Reputation: 2847
I'm a Perl programmer with some nice scripts that go fetch HTTP pages (from a text file-list of URLs) with cURL and save them to a folder.
However, the number of pages to get is in the tens of millions. Sometimes the script fails on number 170,000 and I have to start the script again manually. It automatically reads the URL and sees if there is a page downloaded and skips. But, with a few hundred thousand, it still takes a few hours to skip back up to where it left off. Obviously, this is not going to pan out in the end.
I've been told that instead of saving to a text file, which is hard to search and modify, I need to use a database. I don't know much about databases, just messed around with MySQL on a school server a year ago. I just need the ability to add millions of rows and a few static columns, search/modify one quickly, and do this all locally on a lan (or a single computer if that's difficult). And of course, I need to access this database using perl.
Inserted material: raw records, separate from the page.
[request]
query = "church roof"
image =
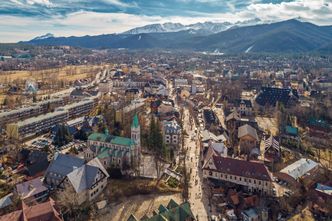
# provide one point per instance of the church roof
(135, 122)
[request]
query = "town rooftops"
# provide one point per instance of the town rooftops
(44, 211)
(83, 177)
(247, 103)
(173, 211)
(40, 118)
(63, 164)
(299, 168)
(30, 188)
(234, 115)
(102, 137)
(272, 95)
(242, 168)
(247, 130)
(124, 141)
(135, 122)
(172, 127)
(292, 130)
(324, 189)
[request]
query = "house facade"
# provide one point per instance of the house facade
(115, 151)
(253, 176)
(248, 138)
(171, 133)
(87, 181)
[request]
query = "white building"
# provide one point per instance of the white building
(171, 132)
(253, 176)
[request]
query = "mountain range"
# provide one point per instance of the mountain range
(290, 36)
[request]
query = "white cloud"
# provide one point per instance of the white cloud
(15, 28)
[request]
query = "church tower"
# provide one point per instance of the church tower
(136, 131)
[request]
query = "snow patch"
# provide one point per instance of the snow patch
(249, 49)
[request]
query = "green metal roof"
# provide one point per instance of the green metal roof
(104, 153)
(124, 141)
(98, 137)
(291, 130)
(135, 122)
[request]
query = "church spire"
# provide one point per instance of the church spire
(135, 123)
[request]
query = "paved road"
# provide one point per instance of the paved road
(198, 200)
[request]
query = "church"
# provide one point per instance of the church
(115, 151)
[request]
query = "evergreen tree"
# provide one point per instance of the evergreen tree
(62, 136)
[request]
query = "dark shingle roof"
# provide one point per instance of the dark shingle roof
(64, 164)
(272, 95)
(241, 168)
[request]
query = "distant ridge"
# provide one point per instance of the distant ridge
(290, 36)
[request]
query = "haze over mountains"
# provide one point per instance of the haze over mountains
(291, 36)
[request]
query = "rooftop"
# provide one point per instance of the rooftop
(241, 168)
(299, 168)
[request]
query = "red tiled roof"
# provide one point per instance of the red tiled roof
(242, 168)
(44, 211)
(13, 216)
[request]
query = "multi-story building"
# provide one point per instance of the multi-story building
(59, 168)
(87, 181)
(31, 111)
(171, 133)
(35, 125)
(242, 106)
(42, 123)
(114, 150)
(248, 138)
(253, 176)
(80, 108)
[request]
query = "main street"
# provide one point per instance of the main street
(198, 200)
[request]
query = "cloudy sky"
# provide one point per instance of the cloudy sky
(26, 19)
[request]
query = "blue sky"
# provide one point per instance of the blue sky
(25, 19)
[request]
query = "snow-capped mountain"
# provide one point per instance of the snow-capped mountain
(157, 28)
(202, 28)
(48, 35)
(197, 28)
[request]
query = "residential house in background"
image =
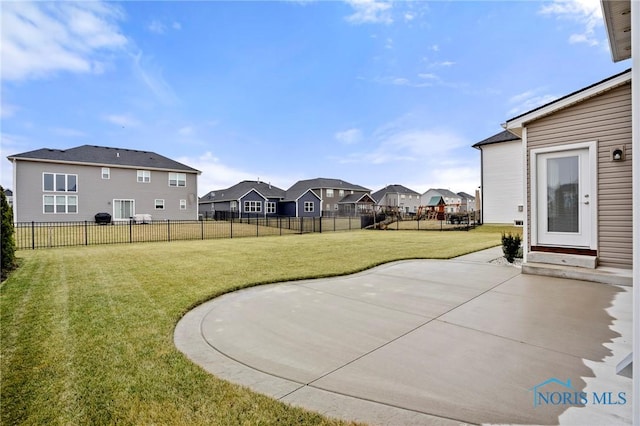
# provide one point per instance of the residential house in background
(9, 194)
(53, 185)
(468, 202)
(301, 201)
(397, 196)
(244, 199)
(501, 179)
(578, 171)
(453, 201)
(338, 196)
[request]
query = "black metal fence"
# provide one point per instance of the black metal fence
(34, 235)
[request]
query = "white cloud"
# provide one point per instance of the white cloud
(151, 75)
(587, 13)
(529, 100)
(216, 175)
(370, 12)
(349, 137)
(40, 39)
(122, 120)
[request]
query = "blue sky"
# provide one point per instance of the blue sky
(371, 92)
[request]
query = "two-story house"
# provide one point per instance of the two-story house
(397, 196)
(244, 199)
(337, 196)
(453, 201)
(54, 185)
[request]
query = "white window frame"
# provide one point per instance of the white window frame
(271, 207)
(65, 201)
(143, 176)
(252, 207)
(55, 182)
(176, 181)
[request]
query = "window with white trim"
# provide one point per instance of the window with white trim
(252, 206)
(144, 176)
(60, 204)
(59, 182)
(177, 179)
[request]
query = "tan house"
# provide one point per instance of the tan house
(578, 163)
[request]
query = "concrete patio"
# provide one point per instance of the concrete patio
(426, 342)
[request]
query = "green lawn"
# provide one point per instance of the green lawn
(87, 332)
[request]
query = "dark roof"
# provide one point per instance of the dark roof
(570, 94)
(393, 189)
(238, 190)
(105, 156)
(504, 136)
(303, 186)
(435, 201)
(444, 192)
(356, 198)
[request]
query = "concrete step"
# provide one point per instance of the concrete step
(599, 275)
(562, 259)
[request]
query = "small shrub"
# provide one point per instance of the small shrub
(7, 243)
(511, 246)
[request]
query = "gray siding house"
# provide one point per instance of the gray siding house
(53, 185)
(244, 199)
(397, 196)
(337, 196)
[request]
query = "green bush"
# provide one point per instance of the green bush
(511, 246)
(7, 243)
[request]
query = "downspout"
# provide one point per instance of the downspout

Where should I start? What do I need to download to get a server started on Windows? Which Perl modules should I use? (I'm using an ActiveState distro)
Upvotes: 2
Views: 541
Reputation: 27183
Since you only need to search on one column, you may wish to consider a key/value store database like the Berkeley DB by using either BerkeleyDB
or DB_File
.
Generally, you can think of these key/value databases as being Perl hashes that operate from a disk rather than memory. Exact key look ups are very fast. Everything else requires scanning the whole dataset.
Upvotes: 5
Reputation: 12341
There's many sorts of databases, but if you've already decided for an SQL database and are trying to make the setup process easy, you might want to have a look at SQLite and the DBI
/DBD::SQLite
modules, which allow you to use that from perl.
Upvotes: 6
Reputation: 74232
Look into DBI. If you do not like SQL in your programs, try SQL::Abstract.
Upvotes: 1